Gezielter Messerstich ins Herz
Radiologe R gerät mit seinem Kollegen O hinsichtlich der Finanzierung einer neuen Praxis in dauerhaften Streit. Er will O mit einem gezielten Messerstich ins Herz aus dem Weg räumen. O stirbt kurz nach dem Stich.
Verbrennen eines Menschen bei Bewusstsein
Folteraktion
T fühlt sich von seinem 70-jährigen Vater O verkannt und möchte sich mit einer schmerzvollen Tötung rächen. Er fesselt O an einen Stuhl und fügt ihm mit kochendem Wasser lokale Verbrennungen zu. Danach sticht er 30-mal in den Oberkörper des O. O verblutet.
Steinwurf auf viel befahrener Autobahn
T wirft von einer Brücke Steine auf die Autobahn. Den Tod von Autofahrern nimmt er billigend in Kauf. O befährt die um diese Uhrzeit viel befahrene Strecke und wird von einem Stein erfasst. Er stirbt. Wie durch ein Wunder wird keine andere Person verletzt.
Bombenwürfe in ein Lokal – Problem der Mehrfachtötungen 2
Von der Straße aus beobachtet T, wie seine Ex-Frau O mit ihrem neuen Freund F und dessen zwei Kindern im Wintergarten Karten spielt. Er beschließt, die fröhliche Gesellschaft umzubringen und wirft eine Sprengstoffbombe durch das Glas. O und F sterben bei der Explosion.
Steinwurf auf einsamer Landstraße
T wirft Steine von einer Brücke auf eine Landstraße. T möchte damit gezielt das Auto des O treffen und diesen töten. Auf der Landstraße befinden sich weit und breit keine anderen Verkehrsteilnehmer. Von einem Stein am Kopf getroffen stirbt O.
Vorsätzliche Geisterfahrt mit einem Pkw auf der Autobahn
T fährt nachts ohne Licht entgegen der Fahrtrichtung auf der Autobahn. Er steuert mit 110km/h auf einen Pkw zu, um sich beim Zusammenstoß selbst zu töten. T nimmt billigend den Tod der Insassen des anderen Pkw in Kauf. O und seine vier Kinder sterben.
Ein Pistolenschuss geht fehl
T schießt mit Tötungsabsicht aus zwei Meter Entfernung auf O, der sich in einer Gruppe von zehn Menschen aufhält. Er nimmt billigend in Kauf, dass Dritte verletzt werden. T hat nur Munition für einen Schuss. Die Gruppe bewegt sich. T trifft den S am Arm.
Kontrolliertes Entzünden einer Bombe
T platziert eine Bombe unter dem Auto der O. Das Auto steht auf einem verlassenen Parkplatz. T wartet, bis O einsteigt und zündet die Bombe. O stirbt.

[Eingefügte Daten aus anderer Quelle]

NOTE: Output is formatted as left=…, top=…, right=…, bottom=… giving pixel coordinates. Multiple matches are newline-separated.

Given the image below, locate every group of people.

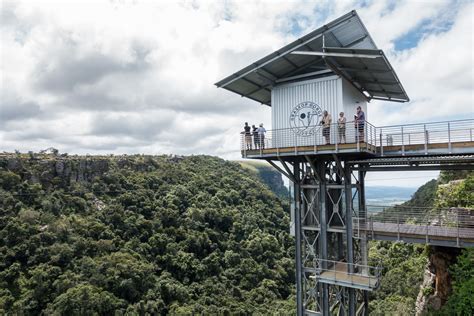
left=319, top=106, right=365, bottom=145
left=241, top=122, right=267, bottom=150
left=241, top=106, right=365, bottom=150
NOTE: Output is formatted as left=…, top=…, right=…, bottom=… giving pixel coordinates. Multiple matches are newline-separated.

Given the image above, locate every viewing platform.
left=305, top=259, right=382, bottom=291
left=240, top=119, right=474, bottom=160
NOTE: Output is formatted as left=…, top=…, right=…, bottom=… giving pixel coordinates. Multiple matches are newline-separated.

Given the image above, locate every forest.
left=0, top=154, right=474, bottom=315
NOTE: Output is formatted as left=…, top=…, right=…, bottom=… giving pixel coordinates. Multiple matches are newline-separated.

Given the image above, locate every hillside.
left=239, top=160, right=288, bottom=200
left=369, top=172, right=474, bottom=315
left=0, top=156, right=294, bottom=315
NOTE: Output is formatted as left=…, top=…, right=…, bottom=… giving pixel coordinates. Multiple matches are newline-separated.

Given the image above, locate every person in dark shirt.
left=252, top=125, right=260, bottom=149
left=242, top=122, right=252, bottom=150
left=354, top=105, right=365, bottom=142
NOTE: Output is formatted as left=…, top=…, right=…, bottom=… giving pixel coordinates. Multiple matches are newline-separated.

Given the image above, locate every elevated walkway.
left=241, top=119, right=474, bottom=160
left=354, top=206, right=474, bottom=247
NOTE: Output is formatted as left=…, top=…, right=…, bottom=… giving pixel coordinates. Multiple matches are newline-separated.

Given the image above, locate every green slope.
left=0, top=156, right=294, bottom=315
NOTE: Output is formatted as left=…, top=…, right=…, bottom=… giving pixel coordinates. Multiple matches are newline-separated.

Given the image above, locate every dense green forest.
left=369, top=171, right=474, bottom=316
left=0, top=156, right=295, bottom=315
left=0, top=155, right=474, bottom=315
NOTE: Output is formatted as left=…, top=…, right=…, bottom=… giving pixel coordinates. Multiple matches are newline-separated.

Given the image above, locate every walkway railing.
left=353, top=206, right=474, bottom=245
left=240, top=121, right=377, bottom=153
left=376, top=119, right=474, bottom=155
left=240, top=119, right=474, bottom=156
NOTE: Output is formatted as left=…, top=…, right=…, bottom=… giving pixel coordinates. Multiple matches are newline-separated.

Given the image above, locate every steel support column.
left=344, top=166, right=356, bottom=315
left=293, top=163, right=304, bottom=316
left=358, top=170, right=369, bottom=316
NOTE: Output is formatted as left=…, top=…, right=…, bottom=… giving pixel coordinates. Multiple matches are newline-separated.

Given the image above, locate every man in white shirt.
left=257, top=123, right=267, bottom=149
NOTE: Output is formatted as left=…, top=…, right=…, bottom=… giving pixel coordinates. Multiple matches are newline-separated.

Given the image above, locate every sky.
left=0, top=0, right=474, bottom=186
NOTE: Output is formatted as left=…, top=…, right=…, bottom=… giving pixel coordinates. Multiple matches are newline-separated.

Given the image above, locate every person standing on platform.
left=354, top=105, right=365, bottom=142
left=337, top=112, right=346, bottom=144
left=252, top=125, right=260, bottom=149
left=321, top=110, right=332, bottom=145
left=257, top=123, right=267, bottom=149
left=242, top=122, right=252, bottom=150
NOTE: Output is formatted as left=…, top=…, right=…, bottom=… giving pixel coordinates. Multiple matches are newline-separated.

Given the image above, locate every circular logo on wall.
left=290, top=101, right=323, bottom=136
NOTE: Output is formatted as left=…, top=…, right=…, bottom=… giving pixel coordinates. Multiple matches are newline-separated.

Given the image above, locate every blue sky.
left=0, top=0, right=474, bottom=185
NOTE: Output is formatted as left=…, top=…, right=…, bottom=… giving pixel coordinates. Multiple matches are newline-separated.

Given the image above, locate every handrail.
left=360, top=205, right=474, bottom=246
left=241, top=119, right=474, bottom=156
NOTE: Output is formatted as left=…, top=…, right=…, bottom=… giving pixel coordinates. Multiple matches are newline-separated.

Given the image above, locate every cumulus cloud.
left=0, top=0, right=474, bottom=164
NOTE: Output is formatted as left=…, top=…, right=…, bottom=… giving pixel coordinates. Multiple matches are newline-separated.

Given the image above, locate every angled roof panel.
left=216, top=11, right=408, bottom=105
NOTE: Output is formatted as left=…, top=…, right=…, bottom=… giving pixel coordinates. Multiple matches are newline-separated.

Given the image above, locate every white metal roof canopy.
left=216, top=11, right=409, bottom=106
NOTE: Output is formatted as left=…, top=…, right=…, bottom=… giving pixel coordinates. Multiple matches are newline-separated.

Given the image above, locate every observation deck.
left=240, top=119, right=474, bottom=160
left=305, top=259, right=382, bottom=291
left=360, top=206, right=474, bottom=247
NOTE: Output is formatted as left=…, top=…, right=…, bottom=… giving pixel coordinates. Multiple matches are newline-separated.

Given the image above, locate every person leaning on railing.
left=240, top=122, right=252, bottom=150
left=320, top=110, right=332, bottom=145
left=257, top=123, right=267, bottom=149
left=337, top=112, right=346, bottom=144
left=354, top=105, right=365, bottom=142
left=252, top=125, right=260, bottom=149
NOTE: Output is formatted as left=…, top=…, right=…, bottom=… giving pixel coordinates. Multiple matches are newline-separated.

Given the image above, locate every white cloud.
left=0, top=0, right=474, bottom=185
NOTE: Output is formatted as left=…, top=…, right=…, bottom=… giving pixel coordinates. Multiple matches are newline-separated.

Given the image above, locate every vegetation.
left=0, top=156, right=295, bottom=315
left=0, top=155, right=474, bottom=315
left=369, top=172, right=474, bottom=315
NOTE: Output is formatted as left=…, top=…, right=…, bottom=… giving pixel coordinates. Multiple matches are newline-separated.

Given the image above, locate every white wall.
left=267, top=75, right=367, bottom=147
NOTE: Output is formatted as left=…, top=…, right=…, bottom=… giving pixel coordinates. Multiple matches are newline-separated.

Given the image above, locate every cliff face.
left=0, top=154, right=174, bottom=188
left=416, top=247, right=460, bottom=315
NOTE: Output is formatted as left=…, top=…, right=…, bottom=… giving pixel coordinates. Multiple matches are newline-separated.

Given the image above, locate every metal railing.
left=240, top=121, right=377, bottom=154
left=376, top=119, right=474, bottom=155
left=353, top=206, right=474, bottom=245
left=240, top=119, right=474, bottom=156
left=316, top=259, right=382, bottom=288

Bombenwürfe in ein Lokal - Problem der Mehrfachtötungen 1
T will den O umbringen. Er weiß, dass O jeden Freitagabend um 19 Uhr in der gut besuchten Gaststätte "Witwe Bolte" ein Knusperhuhn isst. Obwohl viele weitere Leute dort speisen, wirft er eine Bombe in das Lokal. O stirbt.
Gift auf dem Teller eines bestimmten Opfers
T bewohnt mit 19 Männern eine Gemeinschaftsunterkunft. Für sich selbst und seinen Zimmermitbewohner O kocht er in der Gemeinschaftsküche Suppe. Auf den Suppenteller des ihm so verhassten O träufelt er heimlich ein tödliches Gift. O isst die Suppe und stirbt.
Vergiften des Essens im Kessel einer Gemeinschaftsküche
T bewohnt mit 19 anderen eine Gemeinschaftsunterkunft. Er kocht einen 20-Liter-Topf Suppe, rührt ein tödliches Gift unter und legt eine Notiz ("Bedient Euch!") dazu. Dann verlässt er das Haus. Dass Mitbewohner und Besucher sterben können, ist T recht. O isst von der Suppe und stirbt.